Transcript- and annotation-guided genome assembly of the European starling
Katarina C Stuart,
Richard J Edwards,
Wesley C. Warren,
David W Burt,
William B Sherwin,
Natalie R Hofmeister,
Scott J Werner,
Gregory F Ball,
Matthew C Brandley,
Katherine L Buchanan,
David F Clayton,
Tim De Meyer,
Simone L Meddle,
Lee A Rollins
Posted 08 Apr 2021
bioRxiv DOI: 10.1101/2021.04.07.438753
Posted 08 Apr 2021
The European starling, Sturnus vulgaris, is an ecologically significant, globally invasive avian species that is also suffering from a major decline in its native range. Here, we present the genome assembly and long-read transcriptome of an Australian-sourced European starling (S. vulgaris vAU), and a second North American genome (S. vulgaris vNA), as complementary reference genomes for population genetic and evolutionary characterisation.
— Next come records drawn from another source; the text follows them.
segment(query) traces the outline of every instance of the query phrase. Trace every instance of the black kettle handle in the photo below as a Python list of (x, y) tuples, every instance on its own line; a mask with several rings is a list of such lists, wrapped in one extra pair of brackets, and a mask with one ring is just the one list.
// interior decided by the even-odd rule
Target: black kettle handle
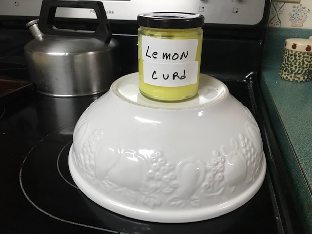
[[(94, 9), (98, 22), (96, 31), (90, 33), (81, 30), (57, 28), (54, 23), (58, 7)], [(112, 38), (112, 31), (103, 3), (98, 1), (43, 0), (39, 16), (38, 27), (44, 34), (95, 38), (105, 42), (109, 42)]]

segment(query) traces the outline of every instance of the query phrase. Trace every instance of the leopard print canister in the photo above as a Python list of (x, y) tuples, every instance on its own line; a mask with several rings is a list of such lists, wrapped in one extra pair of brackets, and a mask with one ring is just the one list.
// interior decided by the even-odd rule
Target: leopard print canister
[(285, 48), (279, 76), (291, 81), (307, 82), (312, 80), (312, 53)]

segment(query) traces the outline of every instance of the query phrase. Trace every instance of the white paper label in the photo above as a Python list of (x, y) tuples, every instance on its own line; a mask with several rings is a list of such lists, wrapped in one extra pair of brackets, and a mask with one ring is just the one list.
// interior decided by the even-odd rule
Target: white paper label
[(164, 64), (144, 61), (144, 82), (163, 87), (179, 87), (197, 82), (198, 62)]
[(197, 39), (160, 39), (142, 36), (142, 58), (161, 63), (180, 63), (195, 61)]
[(195, 83), (198, 44), (197, 39), (169, 39), (142, 36), (144, 82), (163, 87)]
S. vulgaris vAU combined 10x Genomics linked-reads, low-coverage Nanopore sequencing, and PacBio Iso-Seq full-length transcript scaffolding to generate a 1050 Mb assembly on 1,628 scaffolds (72.5 Mb scaffold N50). Species-specific transcript mapping and gene annotation revealed high structural and functional completeness (94.6% BUSCO completeness). Further scaffolding against the high-quality zebra finch (Taeniopygia guttata) genome assigned 98.6% of the assembly to 32 putative nuclear chromosome scaffolds. Rapid, recent advances in sequencing technologies and bioinformatics software have highlighted the need for evidence-based assessment of assembly decisions on a case-by-case basis. Using S. vulgaris vAU, we demonstrate how the multifunctional use of PacBio Iso-Seq transcript data and complementary homology-based annotation of sequential assembly steps (assessed using a new tool, SAAGA) can be used to assess, inform, and validate assembly workflow decisions. We also highlight some counter-intuitive behaviour in traditional BUSCO metrics, and present BUSCOMP, a complementary tool for assembly comparison designed to be robust to differences in assembly size and base-calling quality. Finally, we present a second starling assembly, S. vulgaris vNA, to facilitate comparative analysis and global genomic research on this ecologically important species.